I’m in the back seat of the car. We’re driving North to Edmonton. Mom is sleeping in the front seat while Dad chews beef jerky and occasionally coughs from its spices. I am trying not to think of the people I will be leaving behind and the pain I will cause some of them. Obviously, I am having difficulties averting my mind from these topics.
I am trying to be optimistic. Every one of my travel experiences has been an incredible blessing. With each new place I visit, I feel less afraid of death, because I feel I have fulfilled more of my life. There’s a line from The Big Lebowski where one character says he’s comfortable with dying because he’s seen Los Angeles – if he died now, he wouldn’t feel like God ripped him off.
I’m trying to focus on the opportunity at hand. I’ll be making decent money doing what shouldn’t be the most strenuous work imaginable while living in a foreign country. There, I will have the chance to develop my photographic skills while pointing my lenses at some fantastic subjects. With some determination, I will be able to begin building my future as a professional photographer.

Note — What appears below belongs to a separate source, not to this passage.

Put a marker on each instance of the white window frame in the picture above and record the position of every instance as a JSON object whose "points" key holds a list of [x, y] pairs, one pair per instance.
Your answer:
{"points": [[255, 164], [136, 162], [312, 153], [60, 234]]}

A few travel articles here, a new website there, a whole bunch of submissions to stock agencies and I can start to make it happen.
But still, I keep my expectations low. Just in case. My hopes can be high, but if my expectations follow suit, disappointment is often not far behind.
But once I arrive in Japan, these ruminations will hopefully cease and I will engage myself more thoroughly with the land, its people, its culture and its images. Then maybe I won’t have to try so hard to not think of things.